He drops me. I land on my feet—barely—and stagger, but before I can bolt, he has me again. His huge, calloused hand wraps around my throat. His grip is so tight I can feel my pulse throbbing. I clutch his wrists on instinct. He’s not squeezing.



My heart gallops faster, my entire body rigid. I want to fight. Scream. Claw at his bare, hairy chest. It’s so hard to remain still.

But he’s not going to kill me. I have what he wants. He’s posturing.

If he was going to kill me, he would have already done it. It would be so easy for him to break my neck. I can feel his strength. He’d snap my spine like a twig.

This is intimidation. I have the information he needs, so I have the upper hand. He’s trying to regain dominance. He can’t kill me.

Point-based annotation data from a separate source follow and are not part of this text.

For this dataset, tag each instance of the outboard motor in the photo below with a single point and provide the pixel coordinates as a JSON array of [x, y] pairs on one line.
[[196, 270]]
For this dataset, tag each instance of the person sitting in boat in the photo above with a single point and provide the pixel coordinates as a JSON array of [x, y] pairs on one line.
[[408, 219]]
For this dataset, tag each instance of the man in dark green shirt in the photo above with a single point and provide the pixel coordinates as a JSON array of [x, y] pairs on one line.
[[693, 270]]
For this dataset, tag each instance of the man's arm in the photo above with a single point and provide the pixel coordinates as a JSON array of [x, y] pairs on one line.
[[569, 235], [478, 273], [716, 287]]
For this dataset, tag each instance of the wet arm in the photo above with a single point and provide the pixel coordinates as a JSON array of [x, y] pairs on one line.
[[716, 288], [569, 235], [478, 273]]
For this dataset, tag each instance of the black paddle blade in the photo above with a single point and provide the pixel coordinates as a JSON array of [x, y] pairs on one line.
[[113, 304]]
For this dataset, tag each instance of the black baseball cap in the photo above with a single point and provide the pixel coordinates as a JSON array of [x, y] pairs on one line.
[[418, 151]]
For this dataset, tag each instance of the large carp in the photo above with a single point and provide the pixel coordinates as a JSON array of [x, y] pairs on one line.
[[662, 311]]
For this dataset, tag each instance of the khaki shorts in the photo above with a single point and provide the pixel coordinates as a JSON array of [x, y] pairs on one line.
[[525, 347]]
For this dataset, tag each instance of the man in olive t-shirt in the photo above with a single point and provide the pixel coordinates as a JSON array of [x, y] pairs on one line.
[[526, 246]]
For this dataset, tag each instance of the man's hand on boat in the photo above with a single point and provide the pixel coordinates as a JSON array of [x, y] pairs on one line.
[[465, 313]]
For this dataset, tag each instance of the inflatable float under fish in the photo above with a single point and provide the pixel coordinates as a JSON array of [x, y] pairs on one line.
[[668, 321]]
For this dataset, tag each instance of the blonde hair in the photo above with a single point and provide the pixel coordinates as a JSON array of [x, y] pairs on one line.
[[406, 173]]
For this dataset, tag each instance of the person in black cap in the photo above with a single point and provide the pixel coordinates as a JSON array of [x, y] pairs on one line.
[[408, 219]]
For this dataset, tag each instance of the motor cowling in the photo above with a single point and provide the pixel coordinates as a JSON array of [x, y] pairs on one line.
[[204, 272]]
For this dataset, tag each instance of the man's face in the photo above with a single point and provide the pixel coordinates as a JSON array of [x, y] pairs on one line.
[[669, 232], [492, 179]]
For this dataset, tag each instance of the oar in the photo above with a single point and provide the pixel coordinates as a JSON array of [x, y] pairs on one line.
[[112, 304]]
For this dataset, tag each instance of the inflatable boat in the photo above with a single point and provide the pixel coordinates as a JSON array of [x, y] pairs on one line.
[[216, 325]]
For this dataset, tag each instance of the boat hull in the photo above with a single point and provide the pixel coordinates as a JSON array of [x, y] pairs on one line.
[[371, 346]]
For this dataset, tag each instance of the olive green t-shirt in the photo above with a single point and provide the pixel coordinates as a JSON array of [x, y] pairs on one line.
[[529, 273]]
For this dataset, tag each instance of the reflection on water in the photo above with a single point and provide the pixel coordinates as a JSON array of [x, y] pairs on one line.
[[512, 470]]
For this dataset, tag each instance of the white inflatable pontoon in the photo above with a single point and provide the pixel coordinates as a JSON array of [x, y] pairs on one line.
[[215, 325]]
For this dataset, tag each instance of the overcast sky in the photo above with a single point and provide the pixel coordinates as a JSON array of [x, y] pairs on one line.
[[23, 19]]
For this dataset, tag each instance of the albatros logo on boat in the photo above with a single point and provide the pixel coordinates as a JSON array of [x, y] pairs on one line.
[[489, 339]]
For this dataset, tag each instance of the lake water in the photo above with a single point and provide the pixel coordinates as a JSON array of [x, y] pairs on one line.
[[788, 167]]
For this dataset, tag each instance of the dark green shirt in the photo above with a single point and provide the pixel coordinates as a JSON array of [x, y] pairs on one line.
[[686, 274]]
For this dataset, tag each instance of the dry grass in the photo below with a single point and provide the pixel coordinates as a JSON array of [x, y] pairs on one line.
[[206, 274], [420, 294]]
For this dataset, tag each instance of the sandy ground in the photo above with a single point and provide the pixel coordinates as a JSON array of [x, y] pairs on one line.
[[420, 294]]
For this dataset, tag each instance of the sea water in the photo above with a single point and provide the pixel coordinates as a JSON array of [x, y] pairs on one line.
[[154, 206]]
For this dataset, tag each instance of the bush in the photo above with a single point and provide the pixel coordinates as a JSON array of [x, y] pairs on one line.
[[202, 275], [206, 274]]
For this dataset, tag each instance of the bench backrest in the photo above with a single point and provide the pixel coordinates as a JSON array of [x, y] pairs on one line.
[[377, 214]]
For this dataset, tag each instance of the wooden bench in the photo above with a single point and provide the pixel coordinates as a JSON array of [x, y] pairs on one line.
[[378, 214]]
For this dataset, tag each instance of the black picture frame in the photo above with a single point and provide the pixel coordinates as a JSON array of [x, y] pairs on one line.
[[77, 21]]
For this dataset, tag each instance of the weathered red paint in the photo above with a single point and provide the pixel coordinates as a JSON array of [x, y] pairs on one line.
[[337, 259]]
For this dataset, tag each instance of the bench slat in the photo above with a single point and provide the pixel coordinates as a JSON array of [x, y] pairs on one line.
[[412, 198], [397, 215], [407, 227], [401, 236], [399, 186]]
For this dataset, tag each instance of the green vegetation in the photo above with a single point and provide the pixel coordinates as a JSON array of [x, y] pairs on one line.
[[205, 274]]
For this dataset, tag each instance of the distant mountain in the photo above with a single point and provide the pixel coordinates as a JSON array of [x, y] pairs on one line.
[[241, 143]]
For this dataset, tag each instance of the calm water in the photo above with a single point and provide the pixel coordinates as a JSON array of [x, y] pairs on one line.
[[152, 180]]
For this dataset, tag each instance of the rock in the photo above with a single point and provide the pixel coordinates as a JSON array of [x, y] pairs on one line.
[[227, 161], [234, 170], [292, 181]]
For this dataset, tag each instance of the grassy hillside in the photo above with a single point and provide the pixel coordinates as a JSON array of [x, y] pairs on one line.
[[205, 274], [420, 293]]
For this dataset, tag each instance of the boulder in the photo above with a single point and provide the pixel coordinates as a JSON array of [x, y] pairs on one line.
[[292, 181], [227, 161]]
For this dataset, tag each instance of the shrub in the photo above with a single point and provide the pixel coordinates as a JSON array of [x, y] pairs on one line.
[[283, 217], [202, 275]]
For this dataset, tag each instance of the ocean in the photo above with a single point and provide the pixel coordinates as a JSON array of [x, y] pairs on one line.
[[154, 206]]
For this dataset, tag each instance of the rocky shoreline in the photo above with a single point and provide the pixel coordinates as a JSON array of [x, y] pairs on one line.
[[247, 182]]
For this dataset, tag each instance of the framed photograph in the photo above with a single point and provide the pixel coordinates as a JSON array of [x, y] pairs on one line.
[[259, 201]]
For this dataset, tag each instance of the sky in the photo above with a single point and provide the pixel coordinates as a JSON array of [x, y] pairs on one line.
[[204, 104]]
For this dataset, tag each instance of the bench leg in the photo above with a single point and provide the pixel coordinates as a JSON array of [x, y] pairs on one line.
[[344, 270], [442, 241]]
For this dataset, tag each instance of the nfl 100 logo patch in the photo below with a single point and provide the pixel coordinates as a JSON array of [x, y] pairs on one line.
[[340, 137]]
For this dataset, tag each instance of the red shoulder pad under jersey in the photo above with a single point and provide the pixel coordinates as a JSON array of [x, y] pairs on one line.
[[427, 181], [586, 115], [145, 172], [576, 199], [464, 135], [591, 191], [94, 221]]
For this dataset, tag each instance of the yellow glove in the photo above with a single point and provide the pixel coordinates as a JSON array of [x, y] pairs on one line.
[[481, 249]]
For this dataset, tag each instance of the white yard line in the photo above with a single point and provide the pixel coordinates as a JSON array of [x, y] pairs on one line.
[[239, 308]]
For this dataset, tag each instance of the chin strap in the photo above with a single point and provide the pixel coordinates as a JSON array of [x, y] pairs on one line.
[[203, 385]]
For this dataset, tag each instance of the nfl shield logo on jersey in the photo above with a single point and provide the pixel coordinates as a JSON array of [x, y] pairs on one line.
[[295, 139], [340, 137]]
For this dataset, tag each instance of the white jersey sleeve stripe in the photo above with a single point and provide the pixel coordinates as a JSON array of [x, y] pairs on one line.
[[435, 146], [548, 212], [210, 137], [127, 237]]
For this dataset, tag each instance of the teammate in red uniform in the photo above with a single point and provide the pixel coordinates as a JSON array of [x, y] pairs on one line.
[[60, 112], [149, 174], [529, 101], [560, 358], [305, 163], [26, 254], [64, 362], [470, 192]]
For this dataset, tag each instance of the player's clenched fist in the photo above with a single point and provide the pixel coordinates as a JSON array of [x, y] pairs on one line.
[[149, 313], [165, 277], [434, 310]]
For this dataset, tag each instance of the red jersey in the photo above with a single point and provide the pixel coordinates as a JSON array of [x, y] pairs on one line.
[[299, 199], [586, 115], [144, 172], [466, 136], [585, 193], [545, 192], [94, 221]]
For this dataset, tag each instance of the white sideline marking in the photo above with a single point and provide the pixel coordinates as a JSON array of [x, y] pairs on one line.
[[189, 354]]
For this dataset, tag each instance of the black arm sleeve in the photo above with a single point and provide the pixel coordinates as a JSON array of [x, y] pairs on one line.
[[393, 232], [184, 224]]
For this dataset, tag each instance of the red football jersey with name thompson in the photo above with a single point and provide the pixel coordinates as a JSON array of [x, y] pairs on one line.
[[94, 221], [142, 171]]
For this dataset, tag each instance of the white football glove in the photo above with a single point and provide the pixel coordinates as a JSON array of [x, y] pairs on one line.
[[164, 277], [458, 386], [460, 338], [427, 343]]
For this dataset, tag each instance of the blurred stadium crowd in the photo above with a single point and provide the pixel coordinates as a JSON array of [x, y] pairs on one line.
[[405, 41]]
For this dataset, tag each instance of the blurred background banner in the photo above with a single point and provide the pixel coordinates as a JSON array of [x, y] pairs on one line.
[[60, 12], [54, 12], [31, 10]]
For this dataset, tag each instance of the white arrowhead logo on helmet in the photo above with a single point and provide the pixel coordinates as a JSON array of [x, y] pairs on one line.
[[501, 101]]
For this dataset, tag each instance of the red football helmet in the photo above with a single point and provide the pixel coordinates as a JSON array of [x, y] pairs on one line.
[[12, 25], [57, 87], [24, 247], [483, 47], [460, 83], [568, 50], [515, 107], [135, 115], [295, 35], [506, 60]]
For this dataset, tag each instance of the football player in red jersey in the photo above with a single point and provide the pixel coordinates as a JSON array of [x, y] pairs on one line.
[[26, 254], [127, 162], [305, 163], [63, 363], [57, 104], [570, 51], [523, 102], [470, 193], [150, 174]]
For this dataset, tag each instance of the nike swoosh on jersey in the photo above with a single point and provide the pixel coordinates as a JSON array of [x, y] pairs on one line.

He could torture me, though. I’d fold in no time. I freak out at gross textures and bad smells and loud sounds. I force myself to meet his eyes. It hurts, but I hold for the count of ten.

“I’m not going to tell anyone else, either,” I promise. “If you help me.”

“You’re blackmailing me.”

“You’re strangling me.” My gaze drops, and I exhale. “Two wrongs don’t make a right.”

He sighs and eases his hand down my shoulder. His touch is rough. Abrasive. But it’s not irritating. It makes me shiver.

“How did you get in here?” he asks.

“Your bedroom?”

“The clubhouse.”

I shrug. “The front door.”

“You walked right in?”

I nod.

“Did anyone see you?”

“No.” I don’t think so. I kept it moving.

“How did you find my room? Do you have the floorplans?”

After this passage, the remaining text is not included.